The email from the college was shared by a student in Punjab to CBC. The email states, “Due to overwhelming demand and higher than anticipated visa approval rates, we must take the unfortunate step of withdrawing and refunding your offer of admission to the Fall 2023 intake of Northern College at Pures College. Your full refund will be processed immediately.”

In a statement to CBC Toronto, Northern College said the problem was caused by Canada approving more visas for international students than expected. 

David Francis, director of strategic initiatives for Northern College, said it’s the responsibility of Northern College to estimate how many visas will be approved ahead of each semester. That means the school gives out more acceptance letters than it can accommodate under the assumption that some of the applicants will have their visas denied.

“As we look at program capacities, they are moving targets,” Francis said.  Additionally, Francis said many students apply to multiple schools.
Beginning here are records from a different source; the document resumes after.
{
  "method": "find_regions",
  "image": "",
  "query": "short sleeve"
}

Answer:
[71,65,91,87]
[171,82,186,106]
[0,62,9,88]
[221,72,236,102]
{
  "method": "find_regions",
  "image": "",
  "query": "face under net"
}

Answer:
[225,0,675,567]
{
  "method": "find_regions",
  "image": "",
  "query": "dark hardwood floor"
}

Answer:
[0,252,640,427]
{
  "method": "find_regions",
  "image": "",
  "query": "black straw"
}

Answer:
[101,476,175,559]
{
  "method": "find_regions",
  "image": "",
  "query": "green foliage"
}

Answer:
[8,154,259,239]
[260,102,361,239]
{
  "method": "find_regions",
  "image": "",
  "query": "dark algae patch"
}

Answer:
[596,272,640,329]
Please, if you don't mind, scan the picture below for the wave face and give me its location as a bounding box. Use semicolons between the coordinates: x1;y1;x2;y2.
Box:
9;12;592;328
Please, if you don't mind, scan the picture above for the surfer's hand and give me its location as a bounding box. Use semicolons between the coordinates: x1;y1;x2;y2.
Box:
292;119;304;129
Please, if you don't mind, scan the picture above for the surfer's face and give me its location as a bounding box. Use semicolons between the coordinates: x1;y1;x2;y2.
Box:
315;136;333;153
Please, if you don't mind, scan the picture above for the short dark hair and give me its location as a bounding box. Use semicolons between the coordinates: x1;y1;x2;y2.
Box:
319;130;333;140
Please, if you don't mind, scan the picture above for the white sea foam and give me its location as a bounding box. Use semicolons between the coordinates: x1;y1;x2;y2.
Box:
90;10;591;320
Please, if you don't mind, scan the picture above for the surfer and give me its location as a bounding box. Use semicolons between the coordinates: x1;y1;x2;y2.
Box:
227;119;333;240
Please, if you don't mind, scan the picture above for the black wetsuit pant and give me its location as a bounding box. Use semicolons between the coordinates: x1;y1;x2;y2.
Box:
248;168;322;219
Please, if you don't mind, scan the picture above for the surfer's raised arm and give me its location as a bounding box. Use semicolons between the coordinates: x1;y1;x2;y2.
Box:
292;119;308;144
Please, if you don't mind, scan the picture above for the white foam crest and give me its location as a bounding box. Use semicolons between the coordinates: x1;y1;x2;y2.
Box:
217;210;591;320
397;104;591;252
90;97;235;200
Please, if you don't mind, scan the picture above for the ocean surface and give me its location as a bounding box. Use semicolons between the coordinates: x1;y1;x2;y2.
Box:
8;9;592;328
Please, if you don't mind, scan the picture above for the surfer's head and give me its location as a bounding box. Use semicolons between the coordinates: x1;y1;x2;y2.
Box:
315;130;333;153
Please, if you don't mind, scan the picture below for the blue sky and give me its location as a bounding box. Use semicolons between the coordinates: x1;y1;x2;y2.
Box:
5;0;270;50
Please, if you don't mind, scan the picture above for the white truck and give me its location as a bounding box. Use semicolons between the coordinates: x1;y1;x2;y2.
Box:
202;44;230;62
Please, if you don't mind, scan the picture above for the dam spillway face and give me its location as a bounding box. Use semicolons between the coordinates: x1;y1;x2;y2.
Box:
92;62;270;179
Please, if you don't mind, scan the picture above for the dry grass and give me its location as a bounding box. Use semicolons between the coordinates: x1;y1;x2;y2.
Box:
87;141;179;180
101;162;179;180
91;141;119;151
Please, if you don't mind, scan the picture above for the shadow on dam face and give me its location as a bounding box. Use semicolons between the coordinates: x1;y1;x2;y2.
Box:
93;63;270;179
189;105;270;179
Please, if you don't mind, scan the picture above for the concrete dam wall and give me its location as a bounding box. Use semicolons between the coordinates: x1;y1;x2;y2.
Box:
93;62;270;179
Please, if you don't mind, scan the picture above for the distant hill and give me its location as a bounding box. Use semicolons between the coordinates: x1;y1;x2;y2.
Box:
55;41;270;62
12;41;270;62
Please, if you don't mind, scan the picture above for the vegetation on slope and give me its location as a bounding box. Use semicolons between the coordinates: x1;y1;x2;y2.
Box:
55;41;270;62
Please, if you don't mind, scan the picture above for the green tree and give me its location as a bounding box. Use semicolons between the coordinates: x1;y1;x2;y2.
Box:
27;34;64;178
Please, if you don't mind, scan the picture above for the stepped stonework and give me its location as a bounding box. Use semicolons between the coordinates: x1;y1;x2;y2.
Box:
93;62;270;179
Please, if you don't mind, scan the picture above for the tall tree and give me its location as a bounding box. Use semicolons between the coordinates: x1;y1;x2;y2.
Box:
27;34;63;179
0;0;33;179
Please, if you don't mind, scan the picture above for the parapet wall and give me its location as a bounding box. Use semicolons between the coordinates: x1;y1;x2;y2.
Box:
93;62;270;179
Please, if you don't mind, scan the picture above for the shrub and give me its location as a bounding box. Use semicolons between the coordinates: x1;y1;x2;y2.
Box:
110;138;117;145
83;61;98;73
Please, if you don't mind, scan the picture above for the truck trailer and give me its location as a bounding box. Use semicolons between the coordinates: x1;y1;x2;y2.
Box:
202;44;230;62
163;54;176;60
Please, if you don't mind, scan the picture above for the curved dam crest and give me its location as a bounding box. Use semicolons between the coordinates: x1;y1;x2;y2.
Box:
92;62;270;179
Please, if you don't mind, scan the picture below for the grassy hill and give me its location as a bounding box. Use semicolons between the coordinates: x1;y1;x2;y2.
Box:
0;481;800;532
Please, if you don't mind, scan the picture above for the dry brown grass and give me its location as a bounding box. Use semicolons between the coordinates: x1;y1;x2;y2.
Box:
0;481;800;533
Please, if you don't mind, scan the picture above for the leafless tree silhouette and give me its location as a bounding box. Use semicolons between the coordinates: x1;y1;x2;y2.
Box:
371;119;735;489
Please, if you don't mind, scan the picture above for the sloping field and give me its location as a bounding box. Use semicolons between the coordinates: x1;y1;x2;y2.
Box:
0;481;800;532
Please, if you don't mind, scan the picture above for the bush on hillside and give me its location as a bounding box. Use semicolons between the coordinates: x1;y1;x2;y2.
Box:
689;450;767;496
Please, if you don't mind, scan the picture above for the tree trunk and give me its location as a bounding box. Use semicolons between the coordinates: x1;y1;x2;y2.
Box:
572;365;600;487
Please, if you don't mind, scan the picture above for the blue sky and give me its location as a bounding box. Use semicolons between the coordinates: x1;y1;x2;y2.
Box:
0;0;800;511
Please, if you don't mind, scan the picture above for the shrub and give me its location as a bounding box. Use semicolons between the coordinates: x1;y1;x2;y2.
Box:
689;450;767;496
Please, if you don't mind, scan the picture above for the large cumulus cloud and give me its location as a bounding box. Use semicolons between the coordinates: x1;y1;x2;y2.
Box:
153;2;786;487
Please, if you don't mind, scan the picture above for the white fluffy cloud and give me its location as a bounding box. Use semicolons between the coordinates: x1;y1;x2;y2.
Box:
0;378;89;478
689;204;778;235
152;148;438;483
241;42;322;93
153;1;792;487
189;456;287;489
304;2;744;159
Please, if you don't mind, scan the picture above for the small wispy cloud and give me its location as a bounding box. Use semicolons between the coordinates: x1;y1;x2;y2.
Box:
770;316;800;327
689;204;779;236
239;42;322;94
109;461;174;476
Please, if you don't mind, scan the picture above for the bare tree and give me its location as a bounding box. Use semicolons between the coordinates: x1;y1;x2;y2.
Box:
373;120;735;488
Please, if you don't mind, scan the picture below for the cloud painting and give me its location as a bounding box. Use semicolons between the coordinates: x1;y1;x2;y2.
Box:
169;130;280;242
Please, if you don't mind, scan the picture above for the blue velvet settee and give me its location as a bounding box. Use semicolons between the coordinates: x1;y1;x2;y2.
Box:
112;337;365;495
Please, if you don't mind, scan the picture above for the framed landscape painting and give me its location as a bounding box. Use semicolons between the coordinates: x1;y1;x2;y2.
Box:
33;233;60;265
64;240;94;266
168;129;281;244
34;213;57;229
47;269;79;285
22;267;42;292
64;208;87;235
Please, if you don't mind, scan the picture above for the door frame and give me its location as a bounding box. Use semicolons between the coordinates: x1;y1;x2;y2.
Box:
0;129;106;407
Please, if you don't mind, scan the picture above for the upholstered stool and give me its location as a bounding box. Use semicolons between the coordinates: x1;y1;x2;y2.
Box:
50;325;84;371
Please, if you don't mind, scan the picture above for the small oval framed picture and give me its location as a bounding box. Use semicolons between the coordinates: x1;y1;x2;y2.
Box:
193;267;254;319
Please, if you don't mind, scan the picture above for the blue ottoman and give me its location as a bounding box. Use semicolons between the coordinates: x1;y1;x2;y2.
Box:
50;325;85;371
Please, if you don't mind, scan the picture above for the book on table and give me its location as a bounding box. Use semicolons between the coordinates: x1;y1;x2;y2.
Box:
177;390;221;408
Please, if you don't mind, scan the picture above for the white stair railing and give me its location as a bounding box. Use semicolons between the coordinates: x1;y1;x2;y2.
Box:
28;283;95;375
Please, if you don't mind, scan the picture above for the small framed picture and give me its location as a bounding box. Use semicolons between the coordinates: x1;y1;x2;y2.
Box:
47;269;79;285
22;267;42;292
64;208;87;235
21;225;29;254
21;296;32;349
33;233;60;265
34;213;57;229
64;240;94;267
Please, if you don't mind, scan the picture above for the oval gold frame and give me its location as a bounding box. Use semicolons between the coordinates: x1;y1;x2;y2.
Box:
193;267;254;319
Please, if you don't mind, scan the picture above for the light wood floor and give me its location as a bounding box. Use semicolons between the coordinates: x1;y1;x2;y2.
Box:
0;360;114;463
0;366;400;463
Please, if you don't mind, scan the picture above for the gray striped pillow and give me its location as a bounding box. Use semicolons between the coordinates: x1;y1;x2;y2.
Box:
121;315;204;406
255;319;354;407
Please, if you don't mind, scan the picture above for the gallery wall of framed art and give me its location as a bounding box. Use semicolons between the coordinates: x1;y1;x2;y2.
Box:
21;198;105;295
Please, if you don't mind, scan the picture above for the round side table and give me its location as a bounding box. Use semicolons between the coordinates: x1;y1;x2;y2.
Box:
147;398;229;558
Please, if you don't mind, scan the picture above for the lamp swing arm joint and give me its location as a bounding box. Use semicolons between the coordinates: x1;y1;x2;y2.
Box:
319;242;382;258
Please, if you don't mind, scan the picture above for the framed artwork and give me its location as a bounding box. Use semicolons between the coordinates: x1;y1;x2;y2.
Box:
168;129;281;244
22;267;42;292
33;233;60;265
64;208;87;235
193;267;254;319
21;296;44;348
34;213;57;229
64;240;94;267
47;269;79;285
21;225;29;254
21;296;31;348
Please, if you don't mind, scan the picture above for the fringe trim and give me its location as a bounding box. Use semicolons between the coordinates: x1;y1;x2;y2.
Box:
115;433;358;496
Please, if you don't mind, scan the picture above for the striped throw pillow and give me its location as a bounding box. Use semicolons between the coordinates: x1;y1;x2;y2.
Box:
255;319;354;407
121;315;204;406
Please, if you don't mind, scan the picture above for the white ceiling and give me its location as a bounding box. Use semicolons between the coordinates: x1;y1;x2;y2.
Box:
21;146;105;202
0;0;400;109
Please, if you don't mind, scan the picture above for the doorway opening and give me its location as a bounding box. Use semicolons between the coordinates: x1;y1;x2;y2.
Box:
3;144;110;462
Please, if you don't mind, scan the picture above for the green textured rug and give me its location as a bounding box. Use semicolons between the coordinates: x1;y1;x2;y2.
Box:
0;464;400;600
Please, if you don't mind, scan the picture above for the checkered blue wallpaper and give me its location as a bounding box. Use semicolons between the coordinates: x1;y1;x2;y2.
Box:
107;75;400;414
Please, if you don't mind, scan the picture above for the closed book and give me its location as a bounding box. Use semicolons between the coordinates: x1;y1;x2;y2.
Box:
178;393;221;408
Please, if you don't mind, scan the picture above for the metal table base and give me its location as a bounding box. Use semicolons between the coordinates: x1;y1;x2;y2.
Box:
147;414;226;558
As part of its estimations ahead of each semester, Northern College assumes some of the students

they accepted will choose to enrol in different institutions, CBC reported.

The isn’t the first time international students have been left in limbo by a Toronto school. Last May, hundreds of students said their enrolment was unilaterally suspended by Alpha College of Business and Technology, an affiliate of St. Lawrence College.

Tejinder Singh Sidhu, President, of World Sikh Organization of Canada has written a letter to President of Northern College.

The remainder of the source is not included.